# Gold Coast Herping ??



## cougars (Mar 19, 2009)

Are there any roads/areas that's good for a bit of a look around for reptiles near Surfers? I'm going up there soon and want to have a go at finding some critters.


----------



## tooninoz (Mar 20, 2009)

If you use the search bit up the top, there's a wealth of information. Try words like 'hinterland' 'Tamborine' 'Numinbah' etc and you'll get much of what you need.


----------



## Fuscus (Mar 20, 2009)

springbrook

http://maps.google.com.au/maps?ie=UTF8&om=1&ll=-28.205642,153.307171&spn=0.102264,0.154495&z=13


WARNING - unless they have build a new road through the national park in the past few years that I don't know about Springbrook road does NOT connect to tallabudgra rd, they don't even get close, there is a big cliff and a national park that separate the roads.
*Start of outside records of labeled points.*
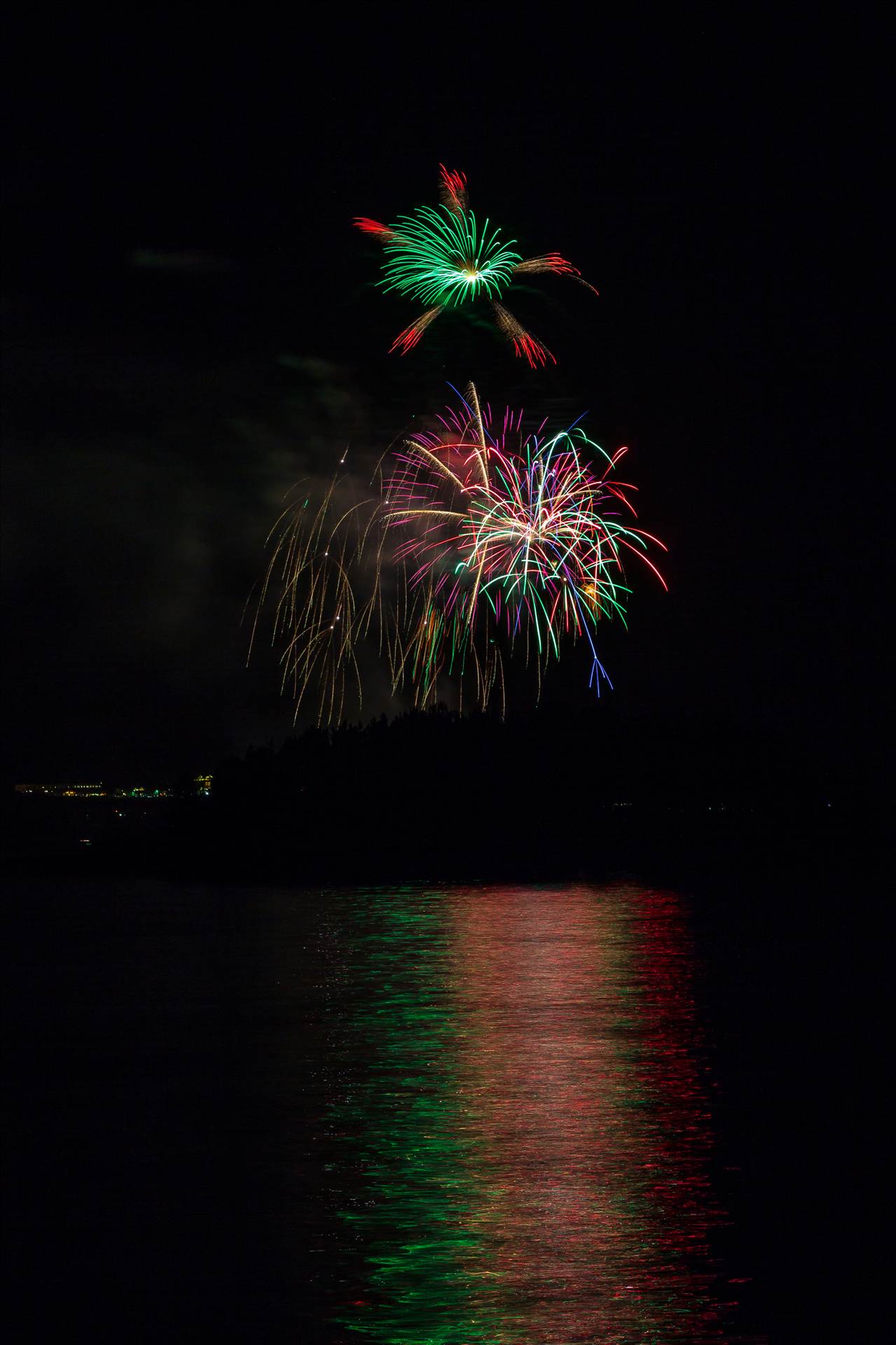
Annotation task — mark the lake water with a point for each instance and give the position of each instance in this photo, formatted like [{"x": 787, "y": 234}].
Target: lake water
[{"x": 401, "y": 1115}]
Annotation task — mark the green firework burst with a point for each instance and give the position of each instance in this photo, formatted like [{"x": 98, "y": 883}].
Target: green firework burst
[{"x": 443, "y": 257}]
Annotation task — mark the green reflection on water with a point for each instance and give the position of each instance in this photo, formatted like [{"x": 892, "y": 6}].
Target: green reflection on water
[
  {"x": 422, "y": 1200},
  {"x": 524, "y": 1153}
]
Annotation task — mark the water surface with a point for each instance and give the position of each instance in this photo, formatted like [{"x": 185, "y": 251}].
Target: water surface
[{"x": 408, "y": 1115}]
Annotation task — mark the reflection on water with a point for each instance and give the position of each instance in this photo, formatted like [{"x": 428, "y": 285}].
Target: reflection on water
[{"x": 521, "y": 1154}]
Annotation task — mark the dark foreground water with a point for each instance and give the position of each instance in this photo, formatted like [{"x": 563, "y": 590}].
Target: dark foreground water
[{"x": 540, "y": 1114}]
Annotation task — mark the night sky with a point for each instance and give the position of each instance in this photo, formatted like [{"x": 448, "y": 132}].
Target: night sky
[{"x": 191, "y": 327}]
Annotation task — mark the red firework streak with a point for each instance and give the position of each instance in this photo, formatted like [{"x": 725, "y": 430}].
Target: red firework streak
[{"x": 453, "y": 193}]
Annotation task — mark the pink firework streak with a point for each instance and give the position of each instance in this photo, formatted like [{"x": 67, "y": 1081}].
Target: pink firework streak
[{"x": 510, "y": 534}]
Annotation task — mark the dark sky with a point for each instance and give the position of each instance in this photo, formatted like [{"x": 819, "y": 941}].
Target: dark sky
[{"x": 190, "y": 329}]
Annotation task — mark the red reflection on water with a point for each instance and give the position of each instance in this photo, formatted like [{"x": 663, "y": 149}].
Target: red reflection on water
[{"x": 581, "y": 1093}]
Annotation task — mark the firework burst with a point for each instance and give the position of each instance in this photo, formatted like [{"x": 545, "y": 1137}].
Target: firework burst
[
  {"x": 444, "y": 258},
  {"x": 482, "y": 542}
]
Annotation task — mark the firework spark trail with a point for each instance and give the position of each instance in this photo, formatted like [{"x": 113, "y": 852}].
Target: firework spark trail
[
  {"x": 481, "y": 544},
  {"x": 444, "y": 258}
]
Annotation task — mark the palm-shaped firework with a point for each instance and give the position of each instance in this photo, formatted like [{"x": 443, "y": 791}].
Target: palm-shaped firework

Don't beleive the map.


----------



## Jarden (Mar 20, 2009)

Mt tamborine would be good, That road going from the coast to beudesert theres a couple of off roads around there


----------



## cougars (Mar 20, 2009)

Thanks for the replys.I might give MT Tamborine a look.


----------



## DanTheMan (Mar 20, 2009)

Id go Numinbah Valley, although I have never been there, the photos of a Tiger Snake and 2 Common Adders are both taken there in one of my herp books.


----------



## wizz (Mar 21, 2009)

DanTheMan said:


> Id go Numinbah Valley, although I have never been there, the photos of a Tiger Snake and 2 Common Adders are both taken there in one of my herp books.


There are better spots to go for adders then (Numinbah Valley) on the gold coast tigers to.......


----------



## cougars (Apr 5, 2009)

I went up to Mt Tamborine but it was pretty cool only 18 deg, We saw some cane toads and a few marsupials.


----------